Martin, taking more coffee and another slice of bread, didn’t think he’d heard right. He often looked at the opening of a book, and when he understood every word, couldn’t believe he’d read it properly, and then went back to make sure. ‘Tomorrow?’
‘Well, I din’t say owt about yesterday, did I?’
If Raymond said something, he meant it. He often said that you must regret nothing, and that you should always keep promises. It helped his reputation of being a man who showed up in a crowd. So he promised something in a loud voice now and again in order to keep himself up to scratch. ‘I’ll stop my owd banger outside the Co-op. If you’re there I’ll take you. If you ain’t, I’ll just push on.’
‘I’ll be waiting.’ Martin felt like one of those sailors in the olden days who, about to set off west, wasn’t sure he would ever get back again.
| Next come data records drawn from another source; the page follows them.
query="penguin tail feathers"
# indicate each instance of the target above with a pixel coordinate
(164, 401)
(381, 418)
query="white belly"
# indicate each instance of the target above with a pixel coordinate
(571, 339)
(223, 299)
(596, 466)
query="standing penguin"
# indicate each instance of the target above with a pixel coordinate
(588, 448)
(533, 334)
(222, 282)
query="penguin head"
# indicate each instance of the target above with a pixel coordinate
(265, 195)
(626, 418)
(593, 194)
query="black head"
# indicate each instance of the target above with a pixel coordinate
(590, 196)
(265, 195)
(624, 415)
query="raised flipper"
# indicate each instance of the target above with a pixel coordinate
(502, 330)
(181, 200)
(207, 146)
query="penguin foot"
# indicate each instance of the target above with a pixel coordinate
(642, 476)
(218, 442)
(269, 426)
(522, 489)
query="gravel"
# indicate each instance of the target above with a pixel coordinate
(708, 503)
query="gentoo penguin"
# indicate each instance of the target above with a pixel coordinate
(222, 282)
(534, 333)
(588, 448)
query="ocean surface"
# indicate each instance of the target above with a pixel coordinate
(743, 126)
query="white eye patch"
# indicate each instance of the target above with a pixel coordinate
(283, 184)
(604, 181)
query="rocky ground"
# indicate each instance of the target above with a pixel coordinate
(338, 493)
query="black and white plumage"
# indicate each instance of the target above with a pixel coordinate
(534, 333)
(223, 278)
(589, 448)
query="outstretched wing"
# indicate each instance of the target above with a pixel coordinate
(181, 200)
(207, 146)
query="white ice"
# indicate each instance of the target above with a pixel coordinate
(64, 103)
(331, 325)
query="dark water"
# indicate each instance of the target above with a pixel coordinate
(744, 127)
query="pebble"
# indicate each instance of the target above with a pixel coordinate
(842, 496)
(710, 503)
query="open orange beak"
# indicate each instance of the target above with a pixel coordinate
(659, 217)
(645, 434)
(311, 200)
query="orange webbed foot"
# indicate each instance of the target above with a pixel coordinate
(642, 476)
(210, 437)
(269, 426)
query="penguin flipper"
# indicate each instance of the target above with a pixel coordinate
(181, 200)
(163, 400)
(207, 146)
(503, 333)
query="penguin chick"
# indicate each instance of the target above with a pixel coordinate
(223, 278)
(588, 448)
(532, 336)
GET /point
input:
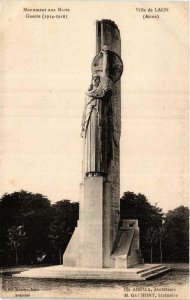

The sky was clear and cold. He saw it over the housetops, and above the façade of the bingo hall that he first went into as a cinema one Saturday afternoon nearly ten years ago.
The wet road looked as clean as if a light shone on it. He buttoned the jacket over his shirt. You never wore a top coat to work unless you were one of the older men. It was too early for traffic, making the road look different to when it was pounded by buses and lorries during the day. His mother had disturbed him from a hundred feet under the sand below the deepest part of the ocean when she had tried to wake him. She had to grab the clothes off him in the end.
Sandwiches bulged in his pocket. He enjoyed waiting, but his hands were cold. ‘Never put your hands in your pockets when you’re on the job,’ Raymond had said. ‘A lot of ’em do, but it don’t look good.’ He couldn’t do it while waiting to go there, either. He wished he were setting off to work properly, and that he didn’t have another year to do before he got real wages. There wasn’t much point in starting work today, and then next year as well.
A postman went by on a bike. ‘Morning, kid.’
Raymond’s car had rust along the bottom of the door as it swung open towards him. ‘Get in.’
He sounded disappointed that Martin had been able to meet him. The car sailed up Wollaton Road like an aeroplane, spun around the traffic island by the Crown, and went along Western Boulevard. ‘Tired?’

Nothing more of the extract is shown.